Coal-carrying infrastructure projects in South Africa will benefit from rising coal-for-export production, according to a new report from Business Monitor International (BMI), making them among the most viable infrastructure developments in the country.

As part of a US$18 billion upgrade of its coal logistics operations, rail operator, Transnet, is adding an additional 700 km of railway – including a new line linking the Waterberg mining area to Ermerlo in Mpumalanga, which connects to the Richards Bay Coal Terminal (RBCT). The cost of this link is estimated to stand at around US$ 4.6 billion.

“Overall we have been cautious on Transnet's ambitious capital expenditure plans on account of their sheer cost in an environment of weakening commodity prices, a sluggish growth story in South Africa and the weak rand making raising capital particularly expensive,” BMI said.

“However, those projects geared towards the transportation of coal, such as the proposed link between Lephalale and Ermelo, are in our view some of the most viable,” the research firm continued.

The planned upgrade to will see the current coal-carrying capacity increase from 4 million tpa to around 20 million tpa by 2018, with the potential to boost that to 80 million tpa in the future. It will come online as new mine developments in the Waterberg region reach production.

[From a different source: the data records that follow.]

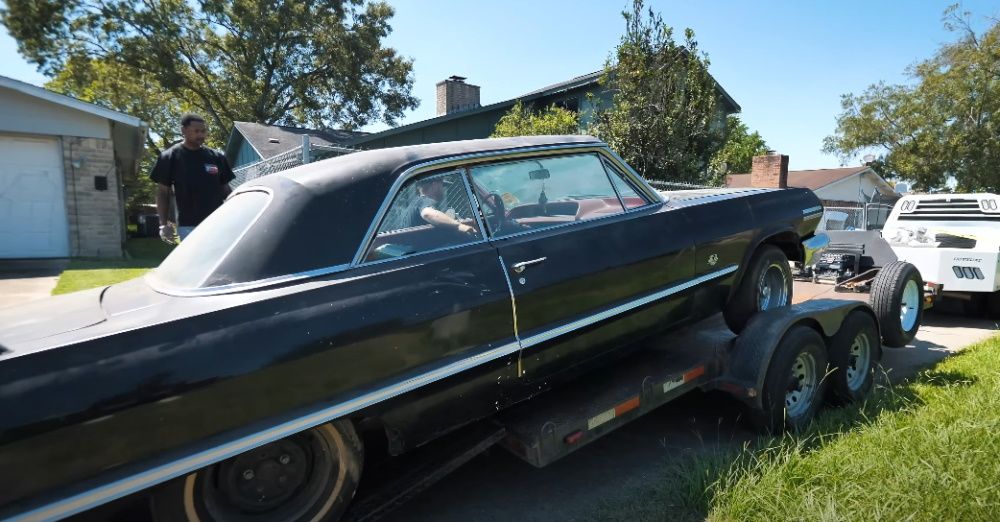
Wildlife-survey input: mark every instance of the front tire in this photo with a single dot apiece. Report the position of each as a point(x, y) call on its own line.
point(766, 285)
point(897, 296)
point(309, 476)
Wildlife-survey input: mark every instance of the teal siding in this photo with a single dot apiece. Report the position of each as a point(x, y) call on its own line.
point(245, 155)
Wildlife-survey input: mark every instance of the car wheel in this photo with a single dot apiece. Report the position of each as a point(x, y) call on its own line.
point(794, 385)
point(308, 476)
point(855, 352)
point(897, 296)
point(766, 285)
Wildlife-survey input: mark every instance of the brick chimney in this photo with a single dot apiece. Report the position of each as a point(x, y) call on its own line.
point(455, 95)
point(770, 171)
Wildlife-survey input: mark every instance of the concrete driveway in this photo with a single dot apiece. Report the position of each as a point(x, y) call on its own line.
point(27, 280)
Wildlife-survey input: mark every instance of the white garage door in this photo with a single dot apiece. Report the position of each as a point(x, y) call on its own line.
point(32, 199)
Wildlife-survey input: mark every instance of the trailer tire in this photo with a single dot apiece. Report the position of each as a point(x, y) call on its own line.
point(897, 296)
point(766, 285)
point(795, 382)
point(311, 476)
point(855, 351)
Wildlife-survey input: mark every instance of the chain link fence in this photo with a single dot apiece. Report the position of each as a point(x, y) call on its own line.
point(288, 159)
point(871, 216)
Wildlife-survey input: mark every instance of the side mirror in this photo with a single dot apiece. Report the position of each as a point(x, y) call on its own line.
point(539, 174)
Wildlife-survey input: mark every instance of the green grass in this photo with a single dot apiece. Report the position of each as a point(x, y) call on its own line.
point(81, 274)
point(928, 449)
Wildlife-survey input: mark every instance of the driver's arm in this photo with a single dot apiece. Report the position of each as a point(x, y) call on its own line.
point(440, 219)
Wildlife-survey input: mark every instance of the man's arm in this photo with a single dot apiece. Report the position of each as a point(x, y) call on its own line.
point(440, 219)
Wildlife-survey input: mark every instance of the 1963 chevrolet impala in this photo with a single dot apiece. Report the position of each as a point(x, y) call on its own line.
point(408, 290)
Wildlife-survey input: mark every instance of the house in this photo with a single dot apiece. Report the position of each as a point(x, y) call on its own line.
point(250, 143)
point(859, 193)
point(461, 117)
point(62, 162)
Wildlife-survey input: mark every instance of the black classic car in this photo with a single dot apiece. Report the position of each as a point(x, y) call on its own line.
point(404, 291)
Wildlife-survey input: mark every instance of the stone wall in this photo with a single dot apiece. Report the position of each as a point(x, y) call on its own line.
point(95, 216)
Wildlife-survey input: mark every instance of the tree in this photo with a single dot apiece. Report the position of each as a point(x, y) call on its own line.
point(313, 62)
point(522, 121)
point(736, 154)
point(664, 118)
point(945, 125)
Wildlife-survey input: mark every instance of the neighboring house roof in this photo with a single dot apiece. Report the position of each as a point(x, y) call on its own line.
point(810, 179)
point(70, 102)
point(271, 140)
point(568, 85)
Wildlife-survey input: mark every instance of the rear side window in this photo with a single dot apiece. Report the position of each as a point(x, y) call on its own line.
point(429, 213)
point(194, 260)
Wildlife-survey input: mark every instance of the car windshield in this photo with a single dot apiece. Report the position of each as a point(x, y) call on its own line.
point(194, 260)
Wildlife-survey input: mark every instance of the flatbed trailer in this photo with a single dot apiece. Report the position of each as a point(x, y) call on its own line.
point(766, 368)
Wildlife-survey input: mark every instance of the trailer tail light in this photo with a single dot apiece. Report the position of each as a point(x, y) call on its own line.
point(574, 437)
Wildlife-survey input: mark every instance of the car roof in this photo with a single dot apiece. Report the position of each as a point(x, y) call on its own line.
point(320, 213)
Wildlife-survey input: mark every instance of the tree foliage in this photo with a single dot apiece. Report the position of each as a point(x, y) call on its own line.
point(736, 154)
point(520, 120)
point(309, 62)
point(945, 124)
point(664, 119)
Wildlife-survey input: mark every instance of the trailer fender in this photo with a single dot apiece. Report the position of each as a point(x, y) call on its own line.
point(750, 355)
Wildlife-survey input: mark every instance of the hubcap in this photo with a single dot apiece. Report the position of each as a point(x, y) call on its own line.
point(772, 289)
point(264, 478)
point(859, 361)
point(908, 304)
point(801, 385)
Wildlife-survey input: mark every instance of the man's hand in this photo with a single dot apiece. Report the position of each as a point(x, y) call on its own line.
point(168, 233)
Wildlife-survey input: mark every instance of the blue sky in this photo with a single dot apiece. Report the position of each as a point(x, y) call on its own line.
point(785, 62)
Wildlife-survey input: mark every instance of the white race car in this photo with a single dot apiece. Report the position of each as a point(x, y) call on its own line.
point(952, 239)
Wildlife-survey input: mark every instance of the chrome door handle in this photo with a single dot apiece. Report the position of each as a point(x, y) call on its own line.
point(519, 267)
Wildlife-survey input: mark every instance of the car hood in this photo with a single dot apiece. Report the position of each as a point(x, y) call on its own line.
point(50, 316)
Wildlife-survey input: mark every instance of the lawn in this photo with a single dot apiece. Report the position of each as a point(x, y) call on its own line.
point(928, 449)
point(81, 274)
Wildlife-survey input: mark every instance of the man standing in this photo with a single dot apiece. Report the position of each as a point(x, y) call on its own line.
point(199, 177)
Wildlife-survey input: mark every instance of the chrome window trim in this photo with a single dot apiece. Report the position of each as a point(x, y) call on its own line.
point(256, 188)
point(146, 479)
point(457, 161)
point(649, 203)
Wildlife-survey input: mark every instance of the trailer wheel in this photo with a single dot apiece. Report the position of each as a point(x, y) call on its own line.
point(309, 476)
point(794, 384)
point(766, 285)
point(897, 296)
point(855, 352)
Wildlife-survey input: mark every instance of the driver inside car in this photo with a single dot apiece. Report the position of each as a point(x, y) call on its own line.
point(423, 209)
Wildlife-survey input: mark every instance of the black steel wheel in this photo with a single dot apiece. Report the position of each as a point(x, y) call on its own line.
point(855, 352)
point(310, 476)
point(794, 386)
point(898, 300)
point(766, 285)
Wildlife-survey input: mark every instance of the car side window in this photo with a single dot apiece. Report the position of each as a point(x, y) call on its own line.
point(538, 193)
point(428, 213)
point(630, 196)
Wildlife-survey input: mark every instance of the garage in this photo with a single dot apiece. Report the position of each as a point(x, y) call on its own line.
point(63, 163)
point(32, 199)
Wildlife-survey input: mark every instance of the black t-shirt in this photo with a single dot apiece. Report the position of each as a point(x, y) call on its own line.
point(197, 177)
point(413, 211)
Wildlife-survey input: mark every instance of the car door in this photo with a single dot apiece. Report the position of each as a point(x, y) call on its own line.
point(586, 275)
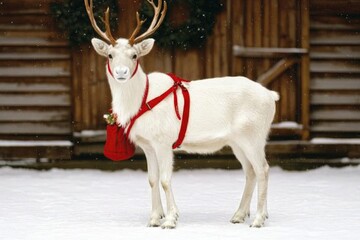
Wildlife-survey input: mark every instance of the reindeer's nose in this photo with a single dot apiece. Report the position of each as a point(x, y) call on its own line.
point(122, 72)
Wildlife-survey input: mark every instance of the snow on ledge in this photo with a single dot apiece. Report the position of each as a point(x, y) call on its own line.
point(287, 124)
point(90, 133)
point(30, 143)
point(335, 141)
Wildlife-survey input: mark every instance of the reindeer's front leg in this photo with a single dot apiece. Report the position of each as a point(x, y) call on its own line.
point(165, 160)
point(157, 211)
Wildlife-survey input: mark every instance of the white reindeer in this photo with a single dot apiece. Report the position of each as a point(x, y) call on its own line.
point(227, 111)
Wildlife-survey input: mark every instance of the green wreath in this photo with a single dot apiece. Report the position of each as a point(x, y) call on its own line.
point(187, 24)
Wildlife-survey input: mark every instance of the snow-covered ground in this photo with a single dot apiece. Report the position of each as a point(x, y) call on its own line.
point(91, 204)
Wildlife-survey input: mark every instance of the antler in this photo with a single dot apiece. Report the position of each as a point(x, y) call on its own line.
point(105, 35)
point(155, 24)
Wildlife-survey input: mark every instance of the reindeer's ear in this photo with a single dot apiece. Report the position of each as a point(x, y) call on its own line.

“BMI's Mining team is bullish on the prospects of South African coal production and, even though BMI's Power team are forecasting around 2.6% average yearly growth in coal-fired electricity generation between 2014 and 2023, which will eat into domestic supplies, we expect the tonnage of coal heading for export to increase markedly. As such increased domestic power demand and growing production are heavily supportive of the connection of Lephalale to the coal export corridor and the RBCT.”